By reducing these plaques, the drug aims to preserve cognitive function in its earliest stages.

Biogen said Leqembi's U.S. in-market sales of approximately $63 million represent a sequential growth of 20%.

The agency stated that an MRI performed before the third infusion could help detect amyloid-related imaging abnormalities with edema (ARIA-E), a condition characterized by brain swelling or fluid accumulation.

Current prescribing guidelines recommend scans before the fifth, seventh, and 14th infusions.

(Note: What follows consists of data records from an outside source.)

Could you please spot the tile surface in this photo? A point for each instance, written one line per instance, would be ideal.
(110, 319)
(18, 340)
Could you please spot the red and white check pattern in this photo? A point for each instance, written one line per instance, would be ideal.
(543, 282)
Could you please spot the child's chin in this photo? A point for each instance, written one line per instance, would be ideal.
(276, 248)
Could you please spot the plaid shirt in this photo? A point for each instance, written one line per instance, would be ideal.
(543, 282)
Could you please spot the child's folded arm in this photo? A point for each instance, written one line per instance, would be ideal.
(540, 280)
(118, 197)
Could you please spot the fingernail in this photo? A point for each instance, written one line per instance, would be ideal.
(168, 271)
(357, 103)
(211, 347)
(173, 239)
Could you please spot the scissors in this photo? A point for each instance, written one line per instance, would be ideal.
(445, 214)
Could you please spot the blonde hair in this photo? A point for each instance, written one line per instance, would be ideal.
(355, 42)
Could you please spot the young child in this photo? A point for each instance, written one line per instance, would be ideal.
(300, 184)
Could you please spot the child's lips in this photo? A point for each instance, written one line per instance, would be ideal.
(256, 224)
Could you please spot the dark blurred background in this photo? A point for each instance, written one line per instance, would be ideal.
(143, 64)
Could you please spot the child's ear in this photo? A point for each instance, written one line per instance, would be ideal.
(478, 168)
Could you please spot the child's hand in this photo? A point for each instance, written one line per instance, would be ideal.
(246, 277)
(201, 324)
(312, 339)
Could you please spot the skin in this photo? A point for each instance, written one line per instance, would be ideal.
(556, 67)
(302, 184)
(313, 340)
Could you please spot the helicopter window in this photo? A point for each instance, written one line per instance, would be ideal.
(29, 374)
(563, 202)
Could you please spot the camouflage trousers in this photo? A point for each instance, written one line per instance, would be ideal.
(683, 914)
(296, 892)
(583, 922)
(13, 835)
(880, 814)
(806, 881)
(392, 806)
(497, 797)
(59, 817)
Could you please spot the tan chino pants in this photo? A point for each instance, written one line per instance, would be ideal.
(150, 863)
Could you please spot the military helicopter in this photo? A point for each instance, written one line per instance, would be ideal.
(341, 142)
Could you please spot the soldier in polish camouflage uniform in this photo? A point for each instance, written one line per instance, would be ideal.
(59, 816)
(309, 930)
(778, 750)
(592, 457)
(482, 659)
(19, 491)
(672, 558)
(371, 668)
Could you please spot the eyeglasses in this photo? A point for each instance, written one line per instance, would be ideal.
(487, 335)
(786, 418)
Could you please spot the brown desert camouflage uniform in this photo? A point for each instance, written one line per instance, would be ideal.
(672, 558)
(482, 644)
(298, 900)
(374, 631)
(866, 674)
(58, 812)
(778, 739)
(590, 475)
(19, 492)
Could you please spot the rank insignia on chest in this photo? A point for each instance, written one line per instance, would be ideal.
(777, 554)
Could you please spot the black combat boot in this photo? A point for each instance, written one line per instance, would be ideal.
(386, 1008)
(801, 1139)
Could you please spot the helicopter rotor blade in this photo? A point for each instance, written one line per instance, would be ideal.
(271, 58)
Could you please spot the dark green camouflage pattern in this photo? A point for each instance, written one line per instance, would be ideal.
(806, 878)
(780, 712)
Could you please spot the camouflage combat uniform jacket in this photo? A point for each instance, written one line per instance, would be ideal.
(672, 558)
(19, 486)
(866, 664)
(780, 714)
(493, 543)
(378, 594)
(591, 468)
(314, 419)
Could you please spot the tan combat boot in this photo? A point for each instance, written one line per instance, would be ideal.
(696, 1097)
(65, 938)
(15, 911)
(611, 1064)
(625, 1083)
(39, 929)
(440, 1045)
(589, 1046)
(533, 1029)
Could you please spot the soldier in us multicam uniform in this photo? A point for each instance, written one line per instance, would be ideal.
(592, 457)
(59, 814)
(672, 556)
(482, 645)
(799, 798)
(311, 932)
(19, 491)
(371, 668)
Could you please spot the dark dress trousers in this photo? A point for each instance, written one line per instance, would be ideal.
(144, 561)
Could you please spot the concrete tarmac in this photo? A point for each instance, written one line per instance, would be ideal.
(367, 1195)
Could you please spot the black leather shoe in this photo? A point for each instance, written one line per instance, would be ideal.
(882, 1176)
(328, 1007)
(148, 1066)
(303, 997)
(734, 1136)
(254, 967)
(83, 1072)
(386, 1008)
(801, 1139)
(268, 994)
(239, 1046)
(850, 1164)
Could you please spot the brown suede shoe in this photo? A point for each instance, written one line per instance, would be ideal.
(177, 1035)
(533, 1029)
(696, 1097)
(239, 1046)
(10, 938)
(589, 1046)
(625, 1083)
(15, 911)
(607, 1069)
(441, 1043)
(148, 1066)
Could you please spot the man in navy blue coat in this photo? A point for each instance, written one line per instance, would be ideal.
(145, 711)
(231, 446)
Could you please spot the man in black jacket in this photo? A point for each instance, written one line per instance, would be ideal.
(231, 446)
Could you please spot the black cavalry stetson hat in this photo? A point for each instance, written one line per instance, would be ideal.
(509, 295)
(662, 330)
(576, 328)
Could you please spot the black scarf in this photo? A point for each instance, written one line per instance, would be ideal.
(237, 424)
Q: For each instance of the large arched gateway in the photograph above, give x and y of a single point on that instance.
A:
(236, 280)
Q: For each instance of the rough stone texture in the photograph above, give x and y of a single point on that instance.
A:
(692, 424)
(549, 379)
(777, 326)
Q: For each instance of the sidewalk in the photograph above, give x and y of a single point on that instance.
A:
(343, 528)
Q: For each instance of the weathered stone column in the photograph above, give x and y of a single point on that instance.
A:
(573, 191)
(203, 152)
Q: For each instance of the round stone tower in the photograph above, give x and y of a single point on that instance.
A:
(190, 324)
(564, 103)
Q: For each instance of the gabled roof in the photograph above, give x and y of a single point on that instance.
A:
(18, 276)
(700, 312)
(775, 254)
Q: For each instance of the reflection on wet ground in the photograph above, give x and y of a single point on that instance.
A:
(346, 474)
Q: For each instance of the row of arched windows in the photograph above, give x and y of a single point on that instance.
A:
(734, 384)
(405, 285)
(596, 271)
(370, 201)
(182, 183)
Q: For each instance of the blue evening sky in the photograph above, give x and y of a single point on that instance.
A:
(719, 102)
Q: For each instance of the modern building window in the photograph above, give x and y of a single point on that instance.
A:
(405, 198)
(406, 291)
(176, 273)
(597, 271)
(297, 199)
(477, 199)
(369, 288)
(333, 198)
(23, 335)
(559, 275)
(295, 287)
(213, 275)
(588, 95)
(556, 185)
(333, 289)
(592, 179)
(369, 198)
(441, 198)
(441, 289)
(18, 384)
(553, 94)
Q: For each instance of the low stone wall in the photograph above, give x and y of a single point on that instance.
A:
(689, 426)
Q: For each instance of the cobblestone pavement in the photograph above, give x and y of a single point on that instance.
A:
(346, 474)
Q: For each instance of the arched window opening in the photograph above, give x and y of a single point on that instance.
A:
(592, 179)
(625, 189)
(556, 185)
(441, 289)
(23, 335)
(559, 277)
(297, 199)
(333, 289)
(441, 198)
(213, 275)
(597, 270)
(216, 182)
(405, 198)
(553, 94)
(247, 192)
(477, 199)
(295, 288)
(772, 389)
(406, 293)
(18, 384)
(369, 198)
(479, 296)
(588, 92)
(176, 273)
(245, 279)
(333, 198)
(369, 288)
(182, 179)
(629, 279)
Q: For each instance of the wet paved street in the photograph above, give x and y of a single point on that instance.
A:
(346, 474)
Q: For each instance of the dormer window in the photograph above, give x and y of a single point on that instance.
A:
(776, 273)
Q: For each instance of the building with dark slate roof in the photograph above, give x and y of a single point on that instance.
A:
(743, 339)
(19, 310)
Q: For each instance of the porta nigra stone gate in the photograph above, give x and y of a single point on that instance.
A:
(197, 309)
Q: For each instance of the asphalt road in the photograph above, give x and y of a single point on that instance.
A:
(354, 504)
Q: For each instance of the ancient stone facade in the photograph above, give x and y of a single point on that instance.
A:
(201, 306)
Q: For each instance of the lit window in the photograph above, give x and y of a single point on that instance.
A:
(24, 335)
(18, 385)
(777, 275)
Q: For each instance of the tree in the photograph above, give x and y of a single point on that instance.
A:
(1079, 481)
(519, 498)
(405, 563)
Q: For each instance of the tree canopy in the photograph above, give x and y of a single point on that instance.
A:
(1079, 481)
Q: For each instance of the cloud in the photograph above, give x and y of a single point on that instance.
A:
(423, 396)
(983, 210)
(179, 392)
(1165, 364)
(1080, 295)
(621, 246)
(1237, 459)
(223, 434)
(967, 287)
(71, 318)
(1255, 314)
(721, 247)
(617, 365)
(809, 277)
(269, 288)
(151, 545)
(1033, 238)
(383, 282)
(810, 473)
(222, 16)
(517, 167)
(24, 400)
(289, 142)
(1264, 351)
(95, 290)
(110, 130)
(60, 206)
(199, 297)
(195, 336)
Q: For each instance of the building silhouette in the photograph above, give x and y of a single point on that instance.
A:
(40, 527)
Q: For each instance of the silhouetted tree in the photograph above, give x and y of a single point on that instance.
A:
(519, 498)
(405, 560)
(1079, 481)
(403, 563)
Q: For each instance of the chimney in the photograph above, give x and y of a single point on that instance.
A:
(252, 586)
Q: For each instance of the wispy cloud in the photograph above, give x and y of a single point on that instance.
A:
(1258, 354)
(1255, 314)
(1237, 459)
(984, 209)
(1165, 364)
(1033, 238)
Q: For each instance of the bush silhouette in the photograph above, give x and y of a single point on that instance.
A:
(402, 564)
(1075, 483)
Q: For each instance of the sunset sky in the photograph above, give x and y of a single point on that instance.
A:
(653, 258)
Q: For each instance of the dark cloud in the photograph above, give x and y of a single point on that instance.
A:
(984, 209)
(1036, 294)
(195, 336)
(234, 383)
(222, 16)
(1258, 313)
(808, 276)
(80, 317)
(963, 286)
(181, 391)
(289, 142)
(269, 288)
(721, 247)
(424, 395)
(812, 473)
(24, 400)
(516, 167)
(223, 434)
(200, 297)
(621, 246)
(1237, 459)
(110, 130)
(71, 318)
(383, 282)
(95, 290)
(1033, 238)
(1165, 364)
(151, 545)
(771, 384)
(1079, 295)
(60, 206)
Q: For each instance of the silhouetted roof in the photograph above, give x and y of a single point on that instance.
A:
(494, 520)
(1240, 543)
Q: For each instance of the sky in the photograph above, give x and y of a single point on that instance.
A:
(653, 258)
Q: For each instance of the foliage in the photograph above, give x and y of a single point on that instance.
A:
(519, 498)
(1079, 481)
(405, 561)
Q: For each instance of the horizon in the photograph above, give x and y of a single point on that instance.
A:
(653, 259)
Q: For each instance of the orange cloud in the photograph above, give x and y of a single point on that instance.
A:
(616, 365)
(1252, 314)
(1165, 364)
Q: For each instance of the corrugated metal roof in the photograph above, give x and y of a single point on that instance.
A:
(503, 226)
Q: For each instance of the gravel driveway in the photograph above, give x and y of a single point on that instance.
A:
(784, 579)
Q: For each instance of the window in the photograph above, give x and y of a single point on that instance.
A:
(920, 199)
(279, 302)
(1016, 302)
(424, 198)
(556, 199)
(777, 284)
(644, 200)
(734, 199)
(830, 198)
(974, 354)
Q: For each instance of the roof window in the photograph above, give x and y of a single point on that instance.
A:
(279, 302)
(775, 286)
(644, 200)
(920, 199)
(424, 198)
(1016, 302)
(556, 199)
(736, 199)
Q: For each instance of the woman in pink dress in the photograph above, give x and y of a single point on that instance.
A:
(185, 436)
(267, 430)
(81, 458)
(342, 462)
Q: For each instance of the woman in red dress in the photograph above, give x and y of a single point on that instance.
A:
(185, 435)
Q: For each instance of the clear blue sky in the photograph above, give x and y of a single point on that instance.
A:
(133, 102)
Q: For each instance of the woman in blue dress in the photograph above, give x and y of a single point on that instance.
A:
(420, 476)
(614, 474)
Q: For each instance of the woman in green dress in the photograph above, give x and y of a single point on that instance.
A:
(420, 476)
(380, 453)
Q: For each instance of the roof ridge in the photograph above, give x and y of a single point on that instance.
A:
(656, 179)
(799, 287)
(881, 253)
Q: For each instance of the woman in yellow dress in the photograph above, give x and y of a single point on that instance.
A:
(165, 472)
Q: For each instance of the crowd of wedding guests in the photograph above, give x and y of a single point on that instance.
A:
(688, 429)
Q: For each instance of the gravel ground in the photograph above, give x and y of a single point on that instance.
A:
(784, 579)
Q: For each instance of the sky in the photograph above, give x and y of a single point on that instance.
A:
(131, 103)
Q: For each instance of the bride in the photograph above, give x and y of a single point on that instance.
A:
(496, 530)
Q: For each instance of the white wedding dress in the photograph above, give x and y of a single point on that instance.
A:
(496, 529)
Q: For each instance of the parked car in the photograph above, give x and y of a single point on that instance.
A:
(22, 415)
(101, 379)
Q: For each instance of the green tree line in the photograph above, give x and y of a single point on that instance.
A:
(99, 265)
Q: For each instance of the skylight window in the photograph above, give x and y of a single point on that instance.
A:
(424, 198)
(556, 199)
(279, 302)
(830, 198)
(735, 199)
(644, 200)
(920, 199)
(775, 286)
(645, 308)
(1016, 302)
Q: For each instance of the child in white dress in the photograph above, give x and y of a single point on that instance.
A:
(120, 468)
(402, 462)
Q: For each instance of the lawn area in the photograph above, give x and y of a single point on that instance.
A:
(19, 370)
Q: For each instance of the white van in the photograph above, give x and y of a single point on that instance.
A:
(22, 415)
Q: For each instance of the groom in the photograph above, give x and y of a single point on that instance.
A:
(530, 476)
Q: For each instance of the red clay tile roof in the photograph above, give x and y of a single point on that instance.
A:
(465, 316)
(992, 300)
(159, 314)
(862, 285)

However, the FDA noted in its review that patient safety data support the need for earlier monitoring to identify ARIA-E sooner.

The condition is often symptomless but can lead to seizures, status epilepticus, and, in rare cases, death.

The FDA has formally updated Leqembi's prescribing information to reflect the new requirement.

Reuters noted that the FDA requires patients on rival Eli Lilly and Co.’s (NYSE:LLY) Alzheimer’s drug Kisunla to obtain a brain MRI before the second, third, fourth, and seventh infusions.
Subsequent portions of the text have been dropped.